Alan Greenspan doesn't get it quite right

Alan Greenspan was chairman of the Federal Reserve Board of the United States and thus effectively presided over the largest economy in the world for very nearly two decades. However controversial his monetary policies may have been, his words, on economics at least, are nevertheless worth listening to.

In an interview he gave to the BBC last month, Greenspan predicted that the economic crisis will occur again. All economic crises, according to him, have one common source, however much they may otherwise differ. The common source is "the unquenchable capability of human beings when confronted with long periods of prosperity to presume that it will continue."
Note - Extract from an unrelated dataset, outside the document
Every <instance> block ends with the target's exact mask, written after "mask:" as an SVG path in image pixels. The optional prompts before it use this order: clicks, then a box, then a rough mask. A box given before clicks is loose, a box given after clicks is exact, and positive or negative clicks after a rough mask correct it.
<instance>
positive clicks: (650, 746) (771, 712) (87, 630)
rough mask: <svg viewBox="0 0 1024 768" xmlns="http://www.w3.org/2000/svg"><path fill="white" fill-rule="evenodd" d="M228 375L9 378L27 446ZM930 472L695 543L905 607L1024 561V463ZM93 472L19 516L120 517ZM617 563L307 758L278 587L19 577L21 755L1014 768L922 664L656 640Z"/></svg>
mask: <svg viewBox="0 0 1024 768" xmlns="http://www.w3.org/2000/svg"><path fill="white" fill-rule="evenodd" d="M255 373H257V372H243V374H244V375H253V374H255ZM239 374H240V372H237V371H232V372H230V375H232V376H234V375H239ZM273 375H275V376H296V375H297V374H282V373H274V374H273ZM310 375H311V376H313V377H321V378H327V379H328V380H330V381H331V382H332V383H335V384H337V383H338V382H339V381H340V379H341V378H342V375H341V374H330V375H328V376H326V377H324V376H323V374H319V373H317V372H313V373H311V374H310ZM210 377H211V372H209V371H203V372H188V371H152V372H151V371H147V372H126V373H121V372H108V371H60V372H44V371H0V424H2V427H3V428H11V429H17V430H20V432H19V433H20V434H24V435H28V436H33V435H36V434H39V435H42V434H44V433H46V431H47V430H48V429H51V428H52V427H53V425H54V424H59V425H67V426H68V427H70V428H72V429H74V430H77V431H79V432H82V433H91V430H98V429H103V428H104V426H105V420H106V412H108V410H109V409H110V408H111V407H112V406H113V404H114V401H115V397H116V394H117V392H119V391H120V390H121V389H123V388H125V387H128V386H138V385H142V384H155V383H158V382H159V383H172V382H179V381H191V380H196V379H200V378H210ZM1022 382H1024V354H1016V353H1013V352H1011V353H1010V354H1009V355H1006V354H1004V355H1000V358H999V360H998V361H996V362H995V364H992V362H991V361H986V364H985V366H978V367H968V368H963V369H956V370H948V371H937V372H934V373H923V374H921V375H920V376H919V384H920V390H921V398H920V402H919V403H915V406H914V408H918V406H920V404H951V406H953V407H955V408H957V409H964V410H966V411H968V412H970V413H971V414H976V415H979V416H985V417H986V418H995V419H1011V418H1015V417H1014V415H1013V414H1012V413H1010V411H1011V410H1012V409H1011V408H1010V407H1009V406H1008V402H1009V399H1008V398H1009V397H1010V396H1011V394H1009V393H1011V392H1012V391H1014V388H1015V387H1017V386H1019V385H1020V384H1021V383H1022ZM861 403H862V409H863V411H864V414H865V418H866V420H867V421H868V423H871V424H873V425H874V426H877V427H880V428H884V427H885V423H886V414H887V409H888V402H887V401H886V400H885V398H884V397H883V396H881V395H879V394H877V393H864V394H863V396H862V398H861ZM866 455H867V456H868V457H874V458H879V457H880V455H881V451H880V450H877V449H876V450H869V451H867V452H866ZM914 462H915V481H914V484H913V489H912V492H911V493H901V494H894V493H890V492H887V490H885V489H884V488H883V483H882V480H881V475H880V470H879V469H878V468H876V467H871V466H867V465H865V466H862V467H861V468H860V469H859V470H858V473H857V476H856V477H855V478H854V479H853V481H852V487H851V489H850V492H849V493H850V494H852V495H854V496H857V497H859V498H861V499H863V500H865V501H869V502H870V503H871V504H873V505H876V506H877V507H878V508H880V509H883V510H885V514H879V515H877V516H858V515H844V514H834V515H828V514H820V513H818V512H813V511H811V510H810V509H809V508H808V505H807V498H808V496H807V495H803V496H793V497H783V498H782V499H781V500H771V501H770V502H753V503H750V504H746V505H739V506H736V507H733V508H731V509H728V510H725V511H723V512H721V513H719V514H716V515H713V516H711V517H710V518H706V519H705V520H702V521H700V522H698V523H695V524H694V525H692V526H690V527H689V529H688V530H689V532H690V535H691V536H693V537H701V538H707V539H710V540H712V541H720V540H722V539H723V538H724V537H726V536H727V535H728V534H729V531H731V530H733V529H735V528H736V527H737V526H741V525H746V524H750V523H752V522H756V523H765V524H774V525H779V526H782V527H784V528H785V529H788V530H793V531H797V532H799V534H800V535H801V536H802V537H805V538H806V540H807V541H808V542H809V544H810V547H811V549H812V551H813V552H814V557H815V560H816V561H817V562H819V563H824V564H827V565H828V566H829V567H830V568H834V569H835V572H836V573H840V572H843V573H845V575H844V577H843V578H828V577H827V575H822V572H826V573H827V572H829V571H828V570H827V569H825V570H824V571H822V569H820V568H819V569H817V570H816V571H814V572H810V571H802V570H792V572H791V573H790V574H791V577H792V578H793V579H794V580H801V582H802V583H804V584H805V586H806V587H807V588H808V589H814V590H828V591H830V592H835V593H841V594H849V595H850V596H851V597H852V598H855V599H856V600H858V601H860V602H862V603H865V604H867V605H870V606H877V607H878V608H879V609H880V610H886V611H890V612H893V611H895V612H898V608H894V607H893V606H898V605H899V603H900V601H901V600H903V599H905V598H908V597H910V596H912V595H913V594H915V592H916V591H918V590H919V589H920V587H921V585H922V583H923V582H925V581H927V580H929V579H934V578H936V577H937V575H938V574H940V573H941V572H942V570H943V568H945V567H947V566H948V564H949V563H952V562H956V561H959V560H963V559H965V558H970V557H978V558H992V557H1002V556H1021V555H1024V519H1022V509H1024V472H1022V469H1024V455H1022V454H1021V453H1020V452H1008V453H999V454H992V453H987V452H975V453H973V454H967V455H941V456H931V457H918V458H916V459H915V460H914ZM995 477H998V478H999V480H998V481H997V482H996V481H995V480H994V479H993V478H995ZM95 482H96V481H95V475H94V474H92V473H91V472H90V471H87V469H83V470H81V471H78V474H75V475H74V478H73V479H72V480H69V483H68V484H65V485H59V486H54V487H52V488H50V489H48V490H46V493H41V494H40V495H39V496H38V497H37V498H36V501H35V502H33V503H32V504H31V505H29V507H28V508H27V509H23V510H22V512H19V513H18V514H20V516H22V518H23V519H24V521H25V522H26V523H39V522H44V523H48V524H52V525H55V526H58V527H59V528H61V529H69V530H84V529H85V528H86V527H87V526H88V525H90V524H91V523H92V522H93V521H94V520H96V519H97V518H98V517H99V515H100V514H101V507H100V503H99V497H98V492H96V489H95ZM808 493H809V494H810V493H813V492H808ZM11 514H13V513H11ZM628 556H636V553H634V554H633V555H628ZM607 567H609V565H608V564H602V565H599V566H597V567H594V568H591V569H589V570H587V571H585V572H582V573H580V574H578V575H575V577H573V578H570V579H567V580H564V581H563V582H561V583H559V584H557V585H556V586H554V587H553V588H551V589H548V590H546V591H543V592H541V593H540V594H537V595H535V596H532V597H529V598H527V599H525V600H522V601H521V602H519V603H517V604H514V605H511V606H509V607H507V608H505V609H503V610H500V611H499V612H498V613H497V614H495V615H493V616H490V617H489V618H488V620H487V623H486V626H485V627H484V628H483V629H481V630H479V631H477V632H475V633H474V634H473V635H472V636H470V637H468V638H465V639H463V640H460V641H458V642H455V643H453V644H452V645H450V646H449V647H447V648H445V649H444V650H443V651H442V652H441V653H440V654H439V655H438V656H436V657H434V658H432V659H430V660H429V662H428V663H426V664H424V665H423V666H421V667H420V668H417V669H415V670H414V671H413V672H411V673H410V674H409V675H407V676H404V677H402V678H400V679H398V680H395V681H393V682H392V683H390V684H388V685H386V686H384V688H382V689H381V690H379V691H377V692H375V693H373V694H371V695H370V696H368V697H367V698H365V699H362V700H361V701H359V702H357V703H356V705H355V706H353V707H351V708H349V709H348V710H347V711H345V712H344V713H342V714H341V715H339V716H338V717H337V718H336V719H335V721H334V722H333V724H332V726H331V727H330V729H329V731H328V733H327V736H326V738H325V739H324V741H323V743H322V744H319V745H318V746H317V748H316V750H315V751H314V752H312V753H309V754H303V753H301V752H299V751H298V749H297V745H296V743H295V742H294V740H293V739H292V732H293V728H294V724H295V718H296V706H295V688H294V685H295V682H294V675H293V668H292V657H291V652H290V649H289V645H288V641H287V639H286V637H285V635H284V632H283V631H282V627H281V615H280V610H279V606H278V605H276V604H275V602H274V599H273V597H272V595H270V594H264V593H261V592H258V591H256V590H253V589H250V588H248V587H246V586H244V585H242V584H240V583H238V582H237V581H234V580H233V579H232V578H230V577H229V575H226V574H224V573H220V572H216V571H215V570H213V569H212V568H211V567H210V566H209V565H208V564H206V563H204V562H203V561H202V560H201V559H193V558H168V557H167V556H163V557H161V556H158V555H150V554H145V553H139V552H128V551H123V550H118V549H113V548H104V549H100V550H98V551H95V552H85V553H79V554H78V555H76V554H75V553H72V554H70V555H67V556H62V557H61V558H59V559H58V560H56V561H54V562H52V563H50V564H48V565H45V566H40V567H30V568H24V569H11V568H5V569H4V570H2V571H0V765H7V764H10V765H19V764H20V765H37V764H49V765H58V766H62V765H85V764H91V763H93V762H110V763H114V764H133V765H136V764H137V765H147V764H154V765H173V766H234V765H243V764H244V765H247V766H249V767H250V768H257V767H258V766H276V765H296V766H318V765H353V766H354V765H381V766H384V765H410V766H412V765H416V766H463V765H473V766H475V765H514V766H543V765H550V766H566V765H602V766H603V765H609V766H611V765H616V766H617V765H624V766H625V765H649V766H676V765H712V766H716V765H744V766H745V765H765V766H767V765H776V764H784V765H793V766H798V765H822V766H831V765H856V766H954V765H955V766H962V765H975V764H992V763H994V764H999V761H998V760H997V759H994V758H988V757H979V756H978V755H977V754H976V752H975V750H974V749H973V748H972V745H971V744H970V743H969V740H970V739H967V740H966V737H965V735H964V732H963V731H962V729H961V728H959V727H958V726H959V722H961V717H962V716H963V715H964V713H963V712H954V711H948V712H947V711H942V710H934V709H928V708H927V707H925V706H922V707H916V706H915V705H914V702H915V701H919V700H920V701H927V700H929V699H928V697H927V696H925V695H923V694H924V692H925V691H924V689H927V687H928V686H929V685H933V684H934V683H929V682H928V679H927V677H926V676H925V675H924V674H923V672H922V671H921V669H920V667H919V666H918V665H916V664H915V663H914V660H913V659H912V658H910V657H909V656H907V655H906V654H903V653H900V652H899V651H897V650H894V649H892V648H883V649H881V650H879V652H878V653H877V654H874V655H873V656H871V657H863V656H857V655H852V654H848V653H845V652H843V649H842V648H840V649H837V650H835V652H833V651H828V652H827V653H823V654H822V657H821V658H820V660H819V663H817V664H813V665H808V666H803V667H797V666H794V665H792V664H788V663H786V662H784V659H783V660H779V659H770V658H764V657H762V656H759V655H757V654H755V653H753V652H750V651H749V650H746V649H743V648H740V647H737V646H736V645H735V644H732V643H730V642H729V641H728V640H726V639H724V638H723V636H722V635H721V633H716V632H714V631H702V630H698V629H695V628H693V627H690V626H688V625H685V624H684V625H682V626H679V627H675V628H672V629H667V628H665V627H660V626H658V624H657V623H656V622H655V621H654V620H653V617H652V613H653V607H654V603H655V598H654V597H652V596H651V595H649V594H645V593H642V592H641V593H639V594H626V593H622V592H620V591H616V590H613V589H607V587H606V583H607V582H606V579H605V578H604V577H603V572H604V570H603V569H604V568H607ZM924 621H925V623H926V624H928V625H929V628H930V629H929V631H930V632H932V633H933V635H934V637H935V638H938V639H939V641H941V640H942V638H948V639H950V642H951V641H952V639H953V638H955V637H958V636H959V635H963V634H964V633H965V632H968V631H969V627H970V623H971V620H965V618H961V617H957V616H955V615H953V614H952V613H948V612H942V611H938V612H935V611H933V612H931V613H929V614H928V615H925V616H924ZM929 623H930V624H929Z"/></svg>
I would like to suggest that there is a simpler common source that is common to economic crises - GREED. And since greed is part of human behaviour, and does not seem to have altered much through the ages, it will lead to another economic crisis, and then another.

That is why I have urged those in the field of neuroeconomics to turn their attention to the neurobiology of greed.

I do not pretend for one moment that learning about the neural basis of greed will produce a cure for economic crises, far from it. But it would provide us with an interesting picture.

And I make this prediction - that, when confronted with greed and the prospect of earning huge sums of money - large parts of the brain become de-activated.

Worth a try, isn't it?

1 comment:

Ali Moharrer said...

may be the reason GREED does not fit in Greenspan's conversation is that is runs counter to the life of the pillars he has helped to safeguard.

Imagine yourself as a $10s billionnaire, would you think of more on greed or how to get the elements of your money machine working well?